Intervention de François de Mazières

Réunion du 28 octobre 2015 à 16h00
Commission des affaires culturelles et de l'éducation

Photo issue du site de l'Assemblée nationale ou de WikipediaFrançois de Mazières :

Je m'associe aux félicitations adressées à nos deux rapporteurs pour avis. Je concentrerai, quant à moi, mon intervention sur les problèmes de patrimoine, mais je tiens à rappeler que la labellisation ne concerne pas uniquement les scènes nationales, puisque 290 établissements sont labellisés. Celles-ci sont très nécessaires, mais pourront-elles se maintenir, compte tenu des contraintes ? On l'espère.

J'en viens au budget du patrimoine. A priori, celui-ci augmente de 16 % en 2016, mais il s'agit d'une hausse en trompe-l'oeil. En effet, l'augmentation de 121 millions d'euros des crédits de paiement sera absorbée par la budgétisation, à hauteur de 118 millions d'euros, de la redevance d'archéologie préventive. Si l'on neutralise l'effet de cette budgétisation et que l'on intègre l'inflation, les crédits du patrimoine diminuent en fait de 4,5 millions d'euros en 2016. Surtout, si l'on observe les choix budgétaires opérés par le ministère, on s'aperçoit que la protection du patrimoine monumental n'est plus assurée. Les crédits de l'action correspondante sont en effet stabilisés par rapport à 2015, mais ils le sont à un niveau bien inférieur à celui de 2012 ; la variation est tout de même de 50 millions d'euros en crédits de paiement, soit une baisse de 16 % depuis 2012. Je me souviens que l'on disait, il y a quelques années, qu'en deçà de 300 millions d'euros, on ne pourrait plus sauvegarder notre patrimoine dans de bonnes conditions ; nous y sommes !

Le problème de l'exécution budgétaire est plus grave encore. Les crédits de l'action « Patrimoine monumental » présentaient un taux de consommation de seulement 80 % en 2014, du fait de moindres dépenses d'investissement – moins 13 millions d'euros – et d'intervention : moins 37 millions d'euros. Comme vous le soulignez, monsieur le rapporteur pour avis, non seulement 5 % des monuments historiques sont en péril aujourd'hui, mais de plus en plus de monuments attendent des travaux urgents, qui sont reportés faute d'argent.

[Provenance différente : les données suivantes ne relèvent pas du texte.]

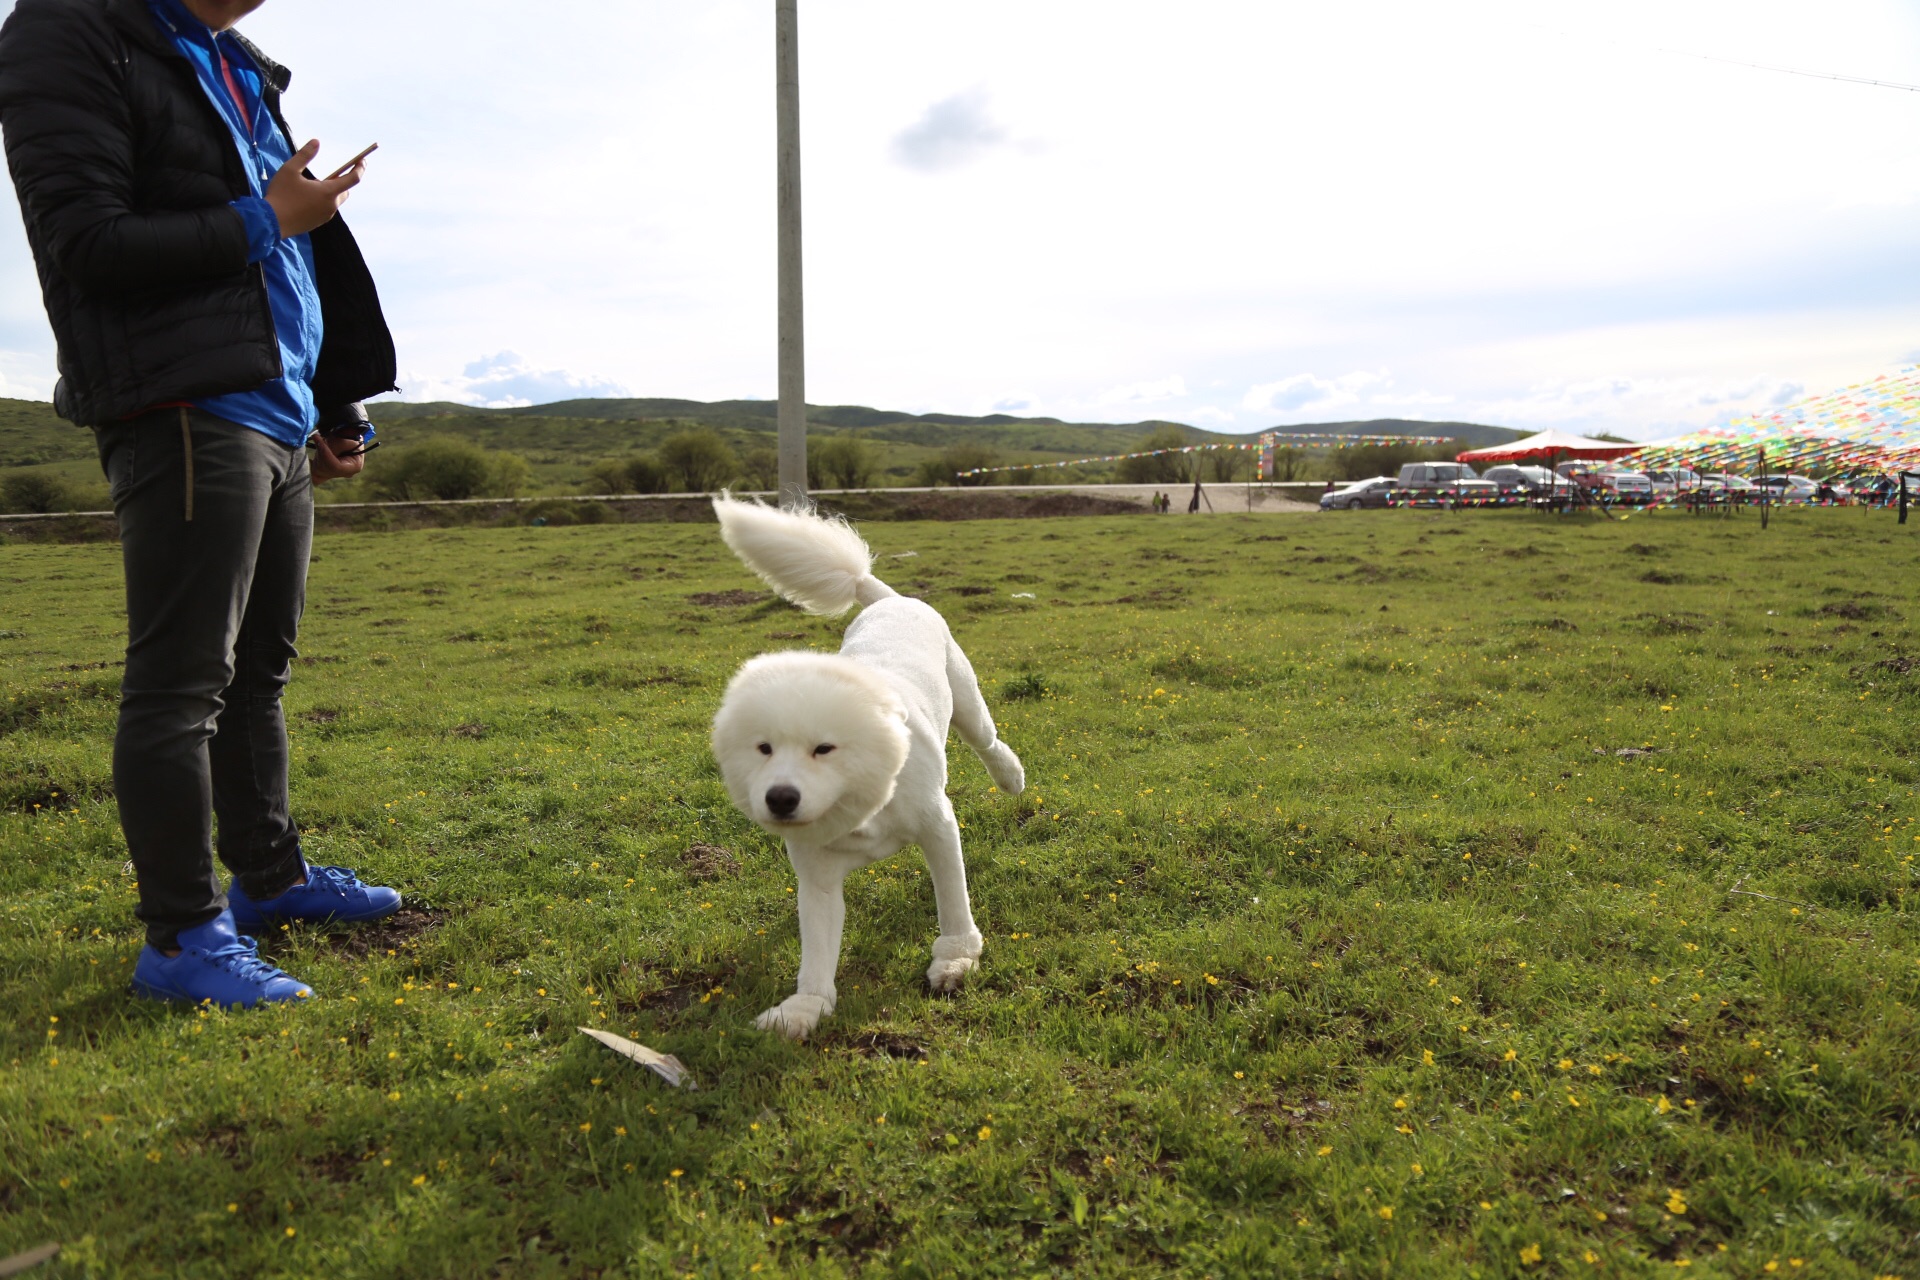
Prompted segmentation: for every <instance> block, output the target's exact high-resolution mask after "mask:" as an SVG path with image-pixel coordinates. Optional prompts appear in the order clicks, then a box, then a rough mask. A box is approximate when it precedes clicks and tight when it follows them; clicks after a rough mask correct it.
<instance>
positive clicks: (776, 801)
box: [766, 787, 801, 818]
mask: <svg viewBox="0 0 1920 1280" xmlns="http://www.w3.org/2000/svg"><path fill="white" fill-rule="evenodd" d="M797 808H801V789H799V787H768V789H766V812H768V814H772V816H774V818H793V810H797Z"/></svg>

Sont concernés non seulement les monuments publics, mais aussi les monuments privés : de plus en plus de châteaux sont en vente, et les associations de défense du patrimoine nous alertent sur le fait que les difficultés croissantes liées à la gestion de ces biens posent un problème de conservation.

Face à ces constats, le législateur peut agir, comme en témoignent les propositions de notre collègue sénateur Vincent Eblé sur les dépenses fiscales relatives à la préservation du patrimoine historique bâti. Son rapport d'information ouvre en effet des pistes très intéressantes quant aux objectifs de la dépense fiscale. Je pense, par exemple, à la question fondamentale de la réintégration des monuments historiques inscrits, qui ont été exclus du bénéfice des avantages fiscaux. De fait, si l'on veut rénover les monuments historiques, on ne peut oublier les monuments inscrits, qui sont plus nombreux aujourd'hui que les monuments classés. Qu'en pensez-vous, monsieur le rapporteur pour avis ?

Par ailleurs, l'enthousiasme qu'a suscité l'ouverture, sept jours sur sept, des grands établissements culturels m'inspire la question suivante. La ministre s'est voulue rassurante en indiquant, dans le dossier de presse diffusé par le ministère, que près de 70 emplois équivalents temps plein seraient mobilisés pour accompagner la mesure. Mais, dans votre avis, vous évoquez 94 emplois. Pouvez-vous nous éclairer sur les effectifs réellement mobilisés ? Surtout, cette prévision est-elle réaliste, au regard de la diminution de 63 équivalents temps plein du plafond d'emplois du ministère ? En outre, le budget de fonctionnement d'un musée est lourd ; il s'élève, pour un jour cumulé de fonctionnement du Louvre, d'Orsay et du château de Versailles, à 735 000 euros, selon le plafond annuel de performances, soit 39 millions d'euros par an. Se pose donc, de manière générale, la question du financement de cette mesure.

Enfin, lorsque je constate que les budgets des établissements publics sont en déficit – qu'il s'agisse de celui que je gérais il y a encore quelque temps, la Cité de l'architecture et du patrimoine, ou de celui du musée du quai Branly, qui est en déficit de 5 millions –, je suis très inquiet pour l'avenir de la culture en France.